True, blacks were hardly the primary targets of hatred in the ex-Soviet Union. But it seems likely that prejudice transfers easily from one group to another. The leap from hating dark-skinned ethnics such as the Azerbaijanis or the Chechens to hating blacks may be particularly easy. Indeed, a common slur used against these groups is "chernozhopiy" -- literally "black-assed."
In my eighteen years in the United States, I have heard racist comments about blacks far less often from native-born Americans than I have from Russian immigrants -- especially those recently arrived. Once immigrants have spent some time around Americans -- particularly if they have school-age children, who quickly begin to rebuke adults for racist comments -- they often modify their attitudes or, at least, realize that bigotry is socially unacceptable. People don't learn to hate blacks in America; they learn to be tolerant.
It would be unfair to single out immigrants from the former Soviet Union as racists. As data cited by the Thernstroms show, prejudice is far more common in both Eastern and Western Europe than in the U.S. Large percentages of the majority population in France express unfavorable views of North Africans; in Germany, they dislike Poles and Turks; Hungarians are prejudiced against Romanians.

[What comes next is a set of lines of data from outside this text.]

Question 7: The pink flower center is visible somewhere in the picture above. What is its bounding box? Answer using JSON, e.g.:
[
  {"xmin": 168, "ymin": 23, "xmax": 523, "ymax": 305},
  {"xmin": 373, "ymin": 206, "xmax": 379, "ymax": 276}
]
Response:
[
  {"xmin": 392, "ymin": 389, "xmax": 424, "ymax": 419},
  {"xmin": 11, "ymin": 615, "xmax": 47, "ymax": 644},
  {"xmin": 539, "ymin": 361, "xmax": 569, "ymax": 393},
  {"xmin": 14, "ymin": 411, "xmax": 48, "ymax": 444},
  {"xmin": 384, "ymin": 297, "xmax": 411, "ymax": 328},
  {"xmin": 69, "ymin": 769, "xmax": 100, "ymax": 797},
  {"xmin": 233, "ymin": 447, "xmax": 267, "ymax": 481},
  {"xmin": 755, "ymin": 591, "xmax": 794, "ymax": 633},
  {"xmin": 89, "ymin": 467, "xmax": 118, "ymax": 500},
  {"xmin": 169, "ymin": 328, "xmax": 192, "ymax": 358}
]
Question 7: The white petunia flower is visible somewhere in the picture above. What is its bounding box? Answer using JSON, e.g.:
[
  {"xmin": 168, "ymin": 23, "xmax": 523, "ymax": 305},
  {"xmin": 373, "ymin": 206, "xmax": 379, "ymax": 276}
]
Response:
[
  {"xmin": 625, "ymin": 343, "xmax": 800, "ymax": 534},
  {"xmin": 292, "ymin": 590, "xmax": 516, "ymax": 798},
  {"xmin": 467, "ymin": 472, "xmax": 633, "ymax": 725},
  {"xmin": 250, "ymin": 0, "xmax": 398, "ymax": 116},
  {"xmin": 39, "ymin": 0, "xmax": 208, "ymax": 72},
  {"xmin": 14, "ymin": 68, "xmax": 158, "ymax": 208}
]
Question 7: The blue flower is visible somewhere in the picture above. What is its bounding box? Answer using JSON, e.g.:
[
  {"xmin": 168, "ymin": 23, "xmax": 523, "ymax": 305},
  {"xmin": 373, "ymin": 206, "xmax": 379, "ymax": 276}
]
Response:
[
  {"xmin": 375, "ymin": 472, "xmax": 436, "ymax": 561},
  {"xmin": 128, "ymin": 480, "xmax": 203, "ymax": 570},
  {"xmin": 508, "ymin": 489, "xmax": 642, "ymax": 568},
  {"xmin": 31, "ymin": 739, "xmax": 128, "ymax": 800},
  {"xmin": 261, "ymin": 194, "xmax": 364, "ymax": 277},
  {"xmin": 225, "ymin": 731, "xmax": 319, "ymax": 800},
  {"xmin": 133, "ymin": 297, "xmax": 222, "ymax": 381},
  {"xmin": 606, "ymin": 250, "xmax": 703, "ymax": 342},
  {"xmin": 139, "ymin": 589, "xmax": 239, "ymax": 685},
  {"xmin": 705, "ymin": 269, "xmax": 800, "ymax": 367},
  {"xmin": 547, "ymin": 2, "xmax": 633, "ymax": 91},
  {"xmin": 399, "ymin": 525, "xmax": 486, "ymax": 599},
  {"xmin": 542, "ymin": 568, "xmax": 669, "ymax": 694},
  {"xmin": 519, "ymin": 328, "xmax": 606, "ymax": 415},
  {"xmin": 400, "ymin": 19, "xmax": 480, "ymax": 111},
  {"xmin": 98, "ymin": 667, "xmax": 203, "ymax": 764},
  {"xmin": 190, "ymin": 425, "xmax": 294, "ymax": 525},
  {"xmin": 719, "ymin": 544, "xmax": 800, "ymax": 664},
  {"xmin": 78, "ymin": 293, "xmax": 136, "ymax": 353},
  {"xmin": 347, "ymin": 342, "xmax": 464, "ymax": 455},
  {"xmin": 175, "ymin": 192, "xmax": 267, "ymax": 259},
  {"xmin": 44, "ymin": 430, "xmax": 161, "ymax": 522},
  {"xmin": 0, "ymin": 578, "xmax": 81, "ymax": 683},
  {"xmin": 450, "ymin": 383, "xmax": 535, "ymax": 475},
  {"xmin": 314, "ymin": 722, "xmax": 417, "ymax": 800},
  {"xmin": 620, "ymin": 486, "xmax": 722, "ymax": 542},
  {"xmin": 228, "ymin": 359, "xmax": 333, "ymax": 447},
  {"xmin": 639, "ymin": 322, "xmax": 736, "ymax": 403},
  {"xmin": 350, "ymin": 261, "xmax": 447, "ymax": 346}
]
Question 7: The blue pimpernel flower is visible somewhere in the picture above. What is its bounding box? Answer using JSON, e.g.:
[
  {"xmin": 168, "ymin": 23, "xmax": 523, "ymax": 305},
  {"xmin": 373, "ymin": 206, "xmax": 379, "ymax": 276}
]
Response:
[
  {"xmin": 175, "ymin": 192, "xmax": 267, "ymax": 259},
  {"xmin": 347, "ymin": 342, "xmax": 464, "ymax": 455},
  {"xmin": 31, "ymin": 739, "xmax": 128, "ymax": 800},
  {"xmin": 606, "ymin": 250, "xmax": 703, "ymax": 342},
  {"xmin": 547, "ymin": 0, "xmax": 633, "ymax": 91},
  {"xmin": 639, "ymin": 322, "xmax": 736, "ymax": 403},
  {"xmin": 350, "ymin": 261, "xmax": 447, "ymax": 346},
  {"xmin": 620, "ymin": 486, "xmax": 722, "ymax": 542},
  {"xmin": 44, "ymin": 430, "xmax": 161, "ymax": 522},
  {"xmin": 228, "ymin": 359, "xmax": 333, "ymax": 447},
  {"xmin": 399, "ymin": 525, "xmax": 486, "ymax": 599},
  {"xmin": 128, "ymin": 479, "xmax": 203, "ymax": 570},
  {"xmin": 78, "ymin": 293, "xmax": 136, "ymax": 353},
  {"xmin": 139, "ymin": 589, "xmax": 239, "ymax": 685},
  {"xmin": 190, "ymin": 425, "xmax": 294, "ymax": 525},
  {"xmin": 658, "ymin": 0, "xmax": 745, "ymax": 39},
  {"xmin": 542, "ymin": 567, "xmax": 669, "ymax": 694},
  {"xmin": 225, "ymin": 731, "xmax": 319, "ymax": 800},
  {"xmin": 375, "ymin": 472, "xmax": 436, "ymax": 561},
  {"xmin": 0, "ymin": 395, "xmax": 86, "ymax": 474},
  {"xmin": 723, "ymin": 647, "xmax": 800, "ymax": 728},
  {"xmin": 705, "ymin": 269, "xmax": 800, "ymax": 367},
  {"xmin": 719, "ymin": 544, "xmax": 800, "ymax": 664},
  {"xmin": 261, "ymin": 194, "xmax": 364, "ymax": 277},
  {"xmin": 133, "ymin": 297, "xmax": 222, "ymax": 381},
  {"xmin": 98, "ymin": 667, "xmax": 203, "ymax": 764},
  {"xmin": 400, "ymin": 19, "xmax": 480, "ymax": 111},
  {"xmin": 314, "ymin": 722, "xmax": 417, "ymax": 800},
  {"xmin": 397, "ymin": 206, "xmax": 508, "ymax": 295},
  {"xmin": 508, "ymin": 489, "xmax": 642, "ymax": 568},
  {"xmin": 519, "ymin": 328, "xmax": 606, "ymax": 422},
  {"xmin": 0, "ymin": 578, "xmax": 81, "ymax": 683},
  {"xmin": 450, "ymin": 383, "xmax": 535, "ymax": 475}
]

Race is a uniquely painful dilemma in America. But this country has also done more than any other to confront and combat prejudice. When a guest on a CNN talk show disputed Mrs. Cosby's claim of omnipresent racism, Dr. Poussaint cited polls in which most whites agree that racism still exists. Yet this very sentiment -- that racism is a problem -- is not a sign of a truly racist society.
Yes, there are serious racial problems in America (though respect for Benjamin Franklin is certainly not among them). We need to continue repairing the racial rifts. But the kind of rhetoric used by Mrs. Cosby can only have the opposite effect.
Ms. Young is vice president of the Women's Freedom Network and author of "Growing Up in Moscow" (Ticknor & Fields, 1989).